EDITOR – We read with interest Chambers’ recent editorial on aortic stenosis (1). The problem is not only failure to recognise aortic stenosis, but also failure to refer for surgery sufficiently early. We reviewed all patients undergoing aortic valve replacement (AVR) in a single institution over a 12-month period to assess whether those patients who present acutely for AVR have a similar outcome to elective surgery.

During the study period 332 patients underwent AVR, 59 (17.8%) of these on an urgent basis. The principal reason for urgency was left ventricular (LV) failure (36 patients). Seven (11.9% [4.8 to 24.4%]) of the urgent patients died in hospital, an increased mortality rate compared with elective (2.9% [1.3 to 5.8%], p=0.003). Interestingly, the elective AVR mortality was significantly lower than predicted by EuroSCORE (6.4%), whereas the mortality rate for urgent AVR was consistent with EuroSCORE prediction (9.3%). Moreover, there were 5 further deaths in the urgent group within 12 months (overall mortality 20.3%). The non-elective patients had a prolonged stay in intensive care (p<0.001) and in hospital (median 10 days vs 8 days, p=0.009).

Patients with decompensated LV function were investigated further by GP questionnaire (response rate 89%). Twenty-five (69%) of these 36 patients had a known murmur, for a median of 11 months (range 2 months to 40 years), and 30 patients (83%) had been symptomatic (median 9 months, range 1 month to 8 years). These data support the customary view that there is a symptomatic phase before LV function declines, and such patients may have a better outcome with more timely referral for elective surgery.

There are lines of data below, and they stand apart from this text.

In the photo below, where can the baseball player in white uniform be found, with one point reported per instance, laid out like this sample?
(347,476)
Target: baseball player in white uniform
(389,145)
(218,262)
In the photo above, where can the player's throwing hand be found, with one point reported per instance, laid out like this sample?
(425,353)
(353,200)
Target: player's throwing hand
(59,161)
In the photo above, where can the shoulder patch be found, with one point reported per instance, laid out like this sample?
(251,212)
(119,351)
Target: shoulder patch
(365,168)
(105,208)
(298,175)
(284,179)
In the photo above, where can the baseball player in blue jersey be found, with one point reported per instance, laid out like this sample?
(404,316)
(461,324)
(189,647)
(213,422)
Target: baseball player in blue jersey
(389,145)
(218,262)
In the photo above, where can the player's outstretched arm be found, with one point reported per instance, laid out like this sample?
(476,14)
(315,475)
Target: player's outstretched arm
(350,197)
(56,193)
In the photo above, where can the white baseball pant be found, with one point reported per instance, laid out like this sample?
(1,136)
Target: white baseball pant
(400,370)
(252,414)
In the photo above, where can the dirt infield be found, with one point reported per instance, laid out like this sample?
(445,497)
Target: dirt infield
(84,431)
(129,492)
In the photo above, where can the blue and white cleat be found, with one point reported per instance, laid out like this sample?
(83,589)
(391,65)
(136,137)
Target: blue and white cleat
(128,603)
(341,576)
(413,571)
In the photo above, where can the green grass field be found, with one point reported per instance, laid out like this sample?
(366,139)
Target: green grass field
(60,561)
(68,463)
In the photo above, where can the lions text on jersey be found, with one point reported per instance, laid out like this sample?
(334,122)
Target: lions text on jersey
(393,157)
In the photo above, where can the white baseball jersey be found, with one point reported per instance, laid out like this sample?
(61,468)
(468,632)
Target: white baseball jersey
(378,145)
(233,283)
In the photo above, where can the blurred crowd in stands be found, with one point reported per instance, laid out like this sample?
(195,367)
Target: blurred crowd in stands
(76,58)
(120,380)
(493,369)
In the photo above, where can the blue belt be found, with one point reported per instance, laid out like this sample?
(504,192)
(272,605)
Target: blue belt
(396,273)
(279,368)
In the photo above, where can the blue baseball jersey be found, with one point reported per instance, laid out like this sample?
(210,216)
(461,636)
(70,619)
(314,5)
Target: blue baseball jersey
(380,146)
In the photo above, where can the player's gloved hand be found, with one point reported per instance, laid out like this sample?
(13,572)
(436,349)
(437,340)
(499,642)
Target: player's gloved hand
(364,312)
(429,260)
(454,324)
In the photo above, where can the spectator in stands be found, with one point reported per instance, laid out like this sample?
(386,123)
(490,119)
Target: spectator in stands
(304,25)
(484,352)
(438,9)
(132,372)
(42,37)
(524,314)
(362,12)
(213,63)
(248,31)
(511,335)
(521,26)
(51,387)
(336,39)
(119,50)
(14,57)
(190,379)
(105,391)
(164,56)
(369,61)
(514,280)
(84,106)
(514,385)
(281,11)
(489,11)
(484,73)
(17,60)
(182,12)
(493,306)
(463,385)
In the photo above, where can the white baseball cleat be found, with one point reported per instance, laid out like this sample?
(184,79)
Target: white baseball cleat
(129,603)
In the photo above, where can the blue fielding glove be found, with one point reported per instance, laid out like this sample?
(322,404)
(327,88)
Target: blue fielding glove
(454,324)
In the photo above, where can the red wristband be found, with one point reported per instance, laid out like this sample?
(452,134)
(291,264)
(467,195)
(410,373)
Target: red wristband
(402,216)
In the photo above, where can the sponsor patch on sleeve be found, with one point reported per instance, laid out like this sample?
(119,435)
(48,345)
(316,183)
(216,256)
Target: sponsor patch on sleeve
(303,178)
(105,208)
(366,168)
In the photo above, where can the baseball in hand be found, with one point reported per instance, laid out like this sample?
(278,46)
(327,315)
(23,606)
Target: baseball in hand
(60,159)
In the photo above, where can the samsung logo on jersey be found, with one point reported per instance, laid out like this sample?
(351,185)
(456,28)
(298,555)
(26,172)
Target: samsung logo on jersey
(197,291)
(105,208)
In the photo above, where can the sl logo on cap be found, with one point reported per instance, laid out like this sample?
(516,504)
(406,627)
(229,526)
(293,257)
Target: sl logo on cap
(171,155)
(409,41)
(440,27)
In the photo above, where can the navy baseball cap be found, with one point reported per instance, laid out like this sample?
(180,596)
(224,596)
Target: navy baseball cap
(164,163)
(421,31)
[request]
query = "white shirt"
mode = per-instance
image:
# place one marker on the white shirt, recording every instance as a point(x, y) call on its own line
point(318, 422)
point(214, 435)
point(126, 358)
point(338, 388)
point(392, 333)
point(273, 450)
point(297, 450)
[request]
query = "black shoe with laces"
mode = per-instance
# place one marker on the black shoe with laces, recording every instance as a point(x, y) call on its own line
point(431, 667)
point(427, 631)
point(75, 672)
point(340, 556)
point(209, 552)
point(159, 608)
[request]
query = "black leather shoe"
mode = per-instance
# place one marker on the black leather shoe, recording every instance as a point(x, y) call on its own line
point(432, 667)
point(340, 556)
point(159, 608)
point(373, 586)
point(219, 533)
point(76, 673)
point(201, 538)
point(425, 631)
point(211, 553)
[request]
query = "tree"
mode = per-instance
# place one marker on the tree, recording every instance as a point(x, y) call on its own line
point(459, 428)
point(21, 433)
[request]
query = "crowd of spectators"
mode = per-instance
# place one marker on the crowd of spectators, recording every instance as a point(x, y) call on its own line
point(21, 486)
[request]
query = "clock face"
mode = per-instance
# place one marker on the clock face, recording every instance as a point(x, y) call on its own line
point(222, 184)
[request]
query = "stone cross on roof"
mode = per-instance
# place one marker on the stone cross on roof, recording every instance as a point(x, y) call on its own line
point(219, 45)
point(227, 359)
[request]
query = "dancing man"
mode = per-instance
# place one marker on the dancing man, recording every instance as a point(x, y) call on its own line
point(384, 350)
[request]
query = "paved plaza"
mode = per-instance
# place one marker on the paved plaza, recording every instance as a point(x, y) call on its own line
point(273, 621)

We agree that asymptomatic patients with aortic stenosis merit closer attention. Many patients adapt their lifestyle to avoid progressive symptoms, and the incidence of sudden death in asymptomatic severe aortic stenosis is 5% (2). Exercise testing is an important and safe investigation in asymptomatic severe aortic stenosis (3). The strong correlation between the outcome of exercise testing and event-free survival (2), makes it a potent indicator for intervention. With appropriate follow-up, the patient who has been known to have a murmur for 20 years and yet presents late with decompensated LV function should be a character from the past.

References

1 Chambers J. Aortic stenosis: Is common but often unrecognised. BMJ 2005;330:801-2.

2 Amato MCM, Moffa PJ, Werner KE, Ramires JAF. Treatment decision in asymptomatic aortic valve stenosis: role of exercise testing. Heart 2001;86:381-6.

3 Otto CM, Burwash IG, Legget ME, Munt BI, Fujioka M, Healy NL, et al. Prospective study of asymptomatic valvular aortic stenosis: Clinical, echocardiographic and exercise predictors of outcome. Circulation 1997;95:2262-70.